1. There are so many other disabled people out there. Now I obviously knew this before I was in a wheelchair, I didn’t think we were like a rare species of human or anything, I just think I’d not really noticed. Well clearly I wasn’t paying attention or maybe its because I’m now at the same height as a lot of wheelchair users, because I notice so many more disabled people (wheelchair users and non-wheelchair users). I’m telling you this because its made me realise how much disabled people discreetly stick together, the amount of times a fellow disabled person has held the lift for me or got the bus drivers to get the ramp out for me (seriously NCT bus drivers, you can stare at me all you like, I’m not getting on your bus unless you get the ramp down! I can’t just get up and walk onto the bus you know!) is incredible! Its like a secret sense of community, makes being disabled that little easier.

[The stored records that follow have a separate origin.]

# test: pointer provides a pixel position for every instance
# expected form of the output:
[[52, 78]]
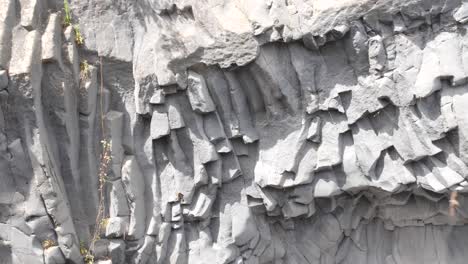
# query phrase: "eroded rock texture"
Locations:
[[241, 131]]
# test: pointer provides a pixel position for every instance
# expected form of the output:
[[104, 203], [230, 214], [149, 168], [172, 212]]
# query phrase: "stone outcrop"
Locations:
[[239, 131]]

2. Its a lot harder than you think to push yourself. I’m going to admit it, before I was paralysed it always looked like so much fun! If someone had a wheelchair at school or there was just one in a supermarket, I would always want to get in it and try to do a wheelie. But now I’m a wheelchair user full time, its not so much fun; I mean yes my wheelchair is a really cool colour and I’m extremely grateful for having a lightweight chair because so many others get the NHS(other healthcare systems are available) ‘light-weight’ ones and trust me, they are NOT light weight. I always used to see wheelchair users with huge upper arm muscles and pushing themselves with ease, in reality they’ve probably been in a wheelchair most of their lives so of course its going to be easy for them, but after 18 months I still struggle getting to the top of a small hill without help! So don’t expect it to be easy pushing yourself if you’ve only just got into a chair.
3. Other people are so nosey. SO MANY PEOPLE WILL STARE! At first it really used to upset me because I was self conscious as it was, I didn’t need other people silently judging me for something that is out of my control. I understand most people are just curious, or in my case because I’m only 21 its people feeling sorry for me, but I really wish they wouldn’t constantly stare! I’m getting used to it now, I find that if I’m going out I to wear something that makes me feel pretty or do my makeup so I feel HOT; it tends to make me feel less self conscious and not really bothered why people are staring. As well as staring, people just walk up to me and say “why are you in a wheelchair?” to which I say “its due to a neurological condition, its left me a paraplegic”; I feel that this is all people need to know unless they’re friends or family, or reading this blog ;), but no random strangers feel its acceptable to ask really personal questions just so they can find out exactly how I got into my wheelchair. If you’re one of the people that do this, STOP.
4. It’s no longer the worst thing in the world if something simple goes wrong. Simply put, i’ve fought for my life and to be able to live the life I lead as independently as possible, I’ve beat the odds and I’m proud of that. So if my plans for the day get cancelled or they don’t have the dress I want in my size, its no longer the ‘worst day ever’, because trust me I’ve had my worst day ever and I survived! So I think I’ll survive having my plans cancelled, worse has happened.
5. A lot of your ‘friends’ don’t care. Now this might not apply to everyone, I bet there are people out there where all their friends have been amazing and there when needed; that however was not the case for me and many others. I’m not saying it was all my friends that upped and left, god no, in fact without my 2 best friends I think I’d of gone mad! Especially when Stuart’s at university, they have been amazing at making me feel ‘normal’; but a lot of people who I considered friends just wanted to meet up, find out the ‘wheelchair gossip’, and now they aren’t bothered and don’t care about me. I don’t know if they feel that I’m too much to cope with, too much hassle, or they just don’t know how to talk to me now my legs don’t work, but honestly I’m still the same I just can’t move my legs!
Being a paraplegic comes with so many more challenges than these, and its taught me so many more things but I think this post is long enough now! I hope this has helped to enlighten people on some of paraplegic life or helped some newbie wheelchair users on what wheelchair is REALLY like.